Le di el cuento a Alatorre, que lo leyó en un camión de la UNAM a El Colmex. Cuando bajamos le pregunté qué le había parecido. “¿Qué me pareció qué?” , me preguntó. “Mi cuento”, le respondí. “¿Cuál cuento?” “El que acabas de leer”. Me dijo: “Eso no es cuento. Eso no es nada. Tú dedícate a leer, a estudiar y déjate de pendejadas”. Alatorre había descubierto a Rulfo y a Arreola en Guadalajara antes de que se vinieran a México.
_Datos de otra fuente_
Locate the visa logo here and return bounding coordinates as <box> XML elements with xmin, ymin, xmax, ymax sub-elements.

Los había impulsado y a mí me decía “eso no es nada”. Entonces dejé de escribir creación y me dediqué a estudiar, a la crítica, y a dar cátedra.
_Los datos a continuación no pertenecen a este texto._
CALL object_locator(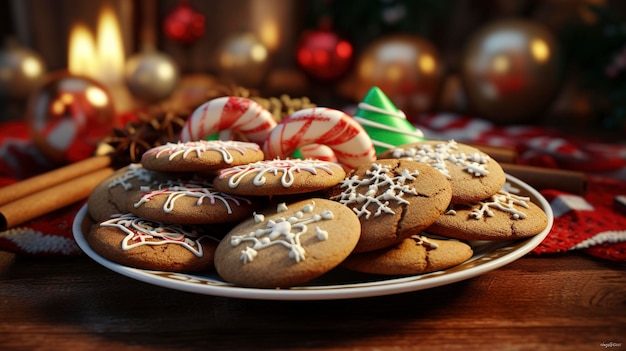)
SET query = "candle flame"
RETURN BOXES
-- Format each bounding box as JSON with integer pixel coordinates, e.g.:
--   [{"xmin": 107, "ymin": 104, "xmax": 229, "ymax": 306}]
[
  {"xmin": 98, "ymin": 7, "xmax": 125, "ymax": 83},
  {"xmin": 68, "ymin": 7, "xmax": 125, "ymax": 86},
  {"xmin": 68, "ymin": 23, "xmax": 98, "ymax": 78}
]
Un día, veinte años después, al salir de la Universidad me dijo Antonio: “Dame un aventón a San Ángel”. Le ofrecí llevarlo hasta su casa en Las Águilas. Ahí me invitó a tomarme una cerveza en el jardín. Después sacó unas cuartillas. Dijo que estaba escribiendo una novela y que me iba a leer un fragmento. Empezó casi a declamar una serie de hojas. Cuando me preguntó mi parecer me dije: “Va la mía”. “¿Qué me parece qué?” “Eso que te acabo de leer”, insistió. Y le respondí: “Ah, no es nada. No escribas. Tú dedícate a la filología. No estés perdiendo el tiempo”. Y Alatorre se puso a llorar. Me dijo: “Eso te dije a ti hace muchos años y todavía me arrepiento. Nadie debe decir: ‘No hagas eso’. Di lo que te parece, pero no digas ʻNo lo hagasʼ”. Cuando murió, el Fondo de Cultura Económica (FCE) le publicó esa novela que titulóMigraña. Fue lo único que Alatorre escribió de narrativa.
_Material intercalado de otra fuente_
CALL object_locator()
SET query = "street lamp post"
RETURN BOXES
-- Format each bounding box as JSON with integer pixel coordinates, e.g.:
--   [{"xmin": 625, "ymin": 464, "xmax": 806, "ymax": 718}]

Desayunos y comidas de intelectuales

En México había en la cultura grupos de gente que se sentía superior y grupos de gente, digamos, más normal. Los aristócratas de México en la literatura y las artes se reunían en colegios e institutos: El Colegio Nacional, las Academias de la Lengua, de Historia, de Geografía y Estadística, etcétera.

Entre ellos había un grupo que se llamaba a sí mismo “Los Divinos”. Lo formaban personas muy valiosas y respetables. A finales de los años 60, asistí a una comida de “Los Divinos” en el restaurante Bellinghausen, adonde me llevó José Luis Martínez, mi jefe en el Instituto Nacional de Bellas Artes (INBA). Él era de ese grupo. Me llevó en su coche hasta la Zona Rosa. Ahí, en la puerta del restaurante, siguió acordando conmigo el trabajo que íbamos a hacer. En eso llegó Abel Quezada, el caricaturista, un hombre muy jovial. Entonces Quezada dijo: “¿Qué hacen en la puerta? Pasemos”. Y José Luis Martínez le contestó: “No. Huberto se va”. Quezada le respondió: “¿Por qué se va? Yo pago las comidas. Así que yo lo invito”. De esa manera entré por única vez a ese círculo. En esa mesa me encontré a Jaime García Terrés, a Joaquín Díez-Canedo y a Alí Chumacero, entre otros. Algunos eran amables, otros distantes, apenas te dirigían la palabra y te saludaban.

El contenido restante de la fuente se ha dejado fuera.